In order to grasp the significance of those mystical and mythical "six words" which are supposed to have decided my fate, it is necessary to recall certain preceding and accompanying circumstances. Already in the period of sharp disputes on the subject of the October Revolution certain "old Bolsheviks" from the Right Wing had more than once pointed out with vexation that Trotsky after all had not formerly been a Bolshevik. Lenin always stood up against these voices. Trotsky long ago understood that a union with the Mensheviks was impossible, he said, for example, on November 14, 1917"and since then there has been no better Bolshevik." On Lenin's lips those words meant something.
Two years later, while explaining in a letter to the foreign Communists the conditions under which Bolshevism had developed, how there had been disagreements arid splits, Lenin pointed out that "at the decisive moment, at the moment when it seized the power and created the Soviet Republic, Bolshevism was united and drew to itself all the best elements in the currents of socialist thought that were nearest to it." No current closer to Bolshevism than that which I represented up to 1917 existed either in Russia or the West. My union with Lenin had been predetermined by the logic of ideas and the logic of events. At the decisive moment Bolshevism drew into its ranks "all the best elements" in the tendencies "that were nearest to it." Such was Lenin's appraisal of the situation. I have do reason to dispute him.
At the time of our two months' argument on the trade union question (winter of 1920-21), Stalin and Zinoviev had again attempted to put into circulation references to the non-Bolshevik past of Trotsky. In answer to this, the less restrained leaders of the opposite camp had reminded Zinoviev of his conduct during the period of the October insurrection. Thinking over from all sides on his death-bed how relations would crystallize in the party without him, Lenin could not but foresee that Stalin and Zinoviev would try to use my non-Bolshevik past in order to mobilize the old Bolsheviks against me. The testament tries, incidentally, to forestall this danger, too. Here is what it says immediately after its characterization of Stalin and Trotsky:
I will not further characterize the other members of the Central Committee as to their personal qualities. I will only remind you that the October episode of Zinoviev and Kamenev was not, of course, accidental, but that it ought as little to be used against them personally as the non-Bolshevism of Trotsky.
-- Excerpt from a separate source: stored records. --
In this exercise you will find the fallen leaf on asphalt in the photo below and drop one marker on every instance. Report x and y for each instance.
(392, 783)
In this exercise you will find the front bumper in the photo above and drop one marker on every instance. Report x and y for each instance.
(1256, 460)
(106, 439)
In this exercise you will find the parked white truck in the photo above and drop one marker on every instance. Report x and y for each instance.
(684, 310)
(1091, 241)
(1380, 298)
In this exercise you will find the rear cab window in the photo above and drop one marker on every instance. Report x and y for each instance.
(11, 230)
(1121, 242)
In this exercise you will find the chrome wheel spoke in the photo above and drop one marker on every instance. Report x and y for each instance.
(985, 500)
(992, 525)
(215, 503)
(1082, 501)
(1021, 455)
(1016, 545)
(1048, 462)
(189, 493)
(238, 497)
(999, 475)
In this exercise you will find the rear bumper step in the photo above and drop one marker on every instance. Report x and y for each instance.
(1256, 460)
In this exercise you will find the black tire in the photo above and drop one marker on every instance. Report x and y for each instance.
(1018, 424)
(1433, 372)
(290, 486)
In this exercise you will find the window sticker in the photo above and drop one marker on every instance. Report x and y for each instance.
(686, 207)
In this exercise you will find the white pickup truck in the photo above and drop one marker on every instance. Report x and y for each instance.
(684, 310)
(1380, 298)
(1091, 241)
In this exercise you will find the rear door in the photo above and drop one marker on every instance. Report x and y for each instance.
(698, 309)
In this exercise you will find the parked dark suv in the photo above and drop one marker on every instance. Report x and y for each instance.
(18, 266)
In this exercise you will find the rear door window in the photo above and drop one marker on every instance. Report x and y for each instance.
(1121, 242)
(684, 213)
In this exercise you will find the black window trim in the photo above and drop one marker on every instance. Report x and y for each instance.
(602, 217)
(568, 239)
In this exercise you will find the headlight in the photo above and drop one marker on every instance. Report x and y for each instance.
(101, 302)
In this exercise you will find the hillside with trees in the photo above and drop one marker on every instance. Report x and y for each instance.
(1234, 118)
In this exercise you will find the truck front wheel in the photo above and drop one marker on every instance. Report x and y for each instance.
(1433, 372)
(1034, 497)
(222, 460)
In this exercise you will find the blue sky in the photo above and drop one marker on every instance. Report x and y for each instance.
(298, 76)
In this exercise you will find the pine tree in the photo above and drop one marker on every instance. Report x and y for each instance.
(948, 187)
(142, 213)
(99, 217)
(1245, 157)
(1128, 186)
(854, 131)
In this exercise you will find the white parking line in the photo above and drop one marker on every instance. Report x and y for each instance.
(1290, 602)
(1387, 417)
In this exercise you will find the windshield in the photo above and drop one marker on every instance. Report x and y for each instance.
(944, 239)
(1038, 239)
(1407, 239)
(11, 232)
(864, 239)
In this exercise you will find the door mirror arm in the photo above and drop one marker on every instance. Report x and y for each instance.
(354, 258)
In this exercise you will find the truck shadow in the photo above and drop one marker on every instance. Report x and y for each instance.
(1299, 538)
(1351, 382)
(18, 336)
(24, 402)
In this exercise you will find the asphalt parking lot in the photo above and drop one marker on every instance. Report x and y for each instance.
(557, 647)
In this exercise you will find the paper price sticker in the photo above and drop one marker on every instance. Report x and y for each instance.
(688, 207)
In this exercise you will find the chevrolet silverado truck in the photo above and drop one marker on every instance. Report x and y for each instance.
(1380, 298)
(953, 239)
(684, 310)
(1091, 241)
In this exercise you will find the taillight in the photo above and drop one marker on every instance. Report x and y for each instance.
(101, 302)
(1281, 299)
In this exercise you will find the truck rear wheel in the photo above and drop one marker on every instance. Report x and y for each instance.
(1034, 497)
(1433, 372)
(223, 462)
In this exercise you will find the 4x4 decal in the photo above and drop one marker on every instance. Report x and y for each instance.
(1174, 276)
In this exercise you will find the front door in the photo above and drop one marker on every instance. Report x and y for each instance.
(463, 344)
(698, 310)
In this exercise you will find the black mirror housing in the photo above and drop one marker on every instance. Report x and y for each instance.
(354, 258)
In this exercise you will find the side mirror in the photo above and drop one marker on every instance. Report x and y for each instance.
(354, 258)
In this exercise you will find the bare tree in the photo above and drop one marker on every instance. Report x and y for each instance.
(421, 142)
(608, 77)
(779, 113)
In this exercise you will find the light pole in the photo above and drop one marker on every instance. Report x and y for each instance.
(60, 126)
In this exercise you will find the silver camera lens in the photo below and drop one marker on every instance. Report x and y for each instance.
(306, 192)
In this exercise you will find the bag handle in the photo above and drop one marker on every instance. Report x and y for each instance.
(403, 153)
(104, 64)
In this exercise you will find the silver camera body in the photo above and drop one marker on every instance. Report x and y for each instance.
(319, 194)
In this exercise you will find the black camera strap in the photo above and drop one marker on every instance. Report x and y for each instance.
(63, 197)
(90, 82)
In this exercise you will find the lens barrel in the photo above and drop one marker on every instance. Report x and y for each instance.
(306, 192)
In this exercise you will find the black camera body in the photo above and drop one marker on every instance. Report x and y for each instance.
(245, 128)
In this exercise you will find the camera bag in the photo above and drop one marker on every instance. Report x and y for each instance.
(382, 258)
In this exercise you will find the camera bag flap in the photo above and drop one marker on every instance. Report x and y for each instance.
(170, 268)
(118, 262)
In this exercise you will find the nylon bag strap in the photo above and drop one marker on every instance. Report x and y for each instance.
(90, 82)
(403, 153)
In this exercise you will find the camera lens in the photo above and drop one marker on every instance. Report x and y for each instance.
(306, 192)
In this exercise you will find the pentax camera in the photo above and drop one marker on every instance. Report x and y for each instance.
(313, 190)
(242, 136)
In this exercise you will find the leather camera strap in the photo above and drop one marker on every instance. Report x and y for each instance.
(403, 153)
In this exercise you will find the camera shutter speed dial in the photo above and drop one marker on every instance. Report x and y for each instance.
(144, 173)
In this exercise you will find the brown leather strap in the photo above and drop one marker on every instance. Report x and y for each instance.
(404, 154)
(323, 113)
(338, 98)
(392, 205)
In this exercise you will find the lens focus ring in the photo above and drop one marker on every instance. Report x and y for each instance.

This remark that the October episode "was not accidental" pursues a perfectly definite goal: to warn the party that in critical circumstances Zinoviev and Kamenev may again reveal their lack of firmness. This warning stands, however, in no relation with the remark about Trotsky. In regard to him it is merely recommended not to use his non-Bolshevik past as an argument ad hominem . I therefore had no motive for putting the question which Radek attributes to me. Ludwig's guess that my heart "stopped beating" also falls to the ground. Least of all did the testament set out to make a guiding role in the party work difficult for me. As we shall see below, it pursued an exactly opposite aim.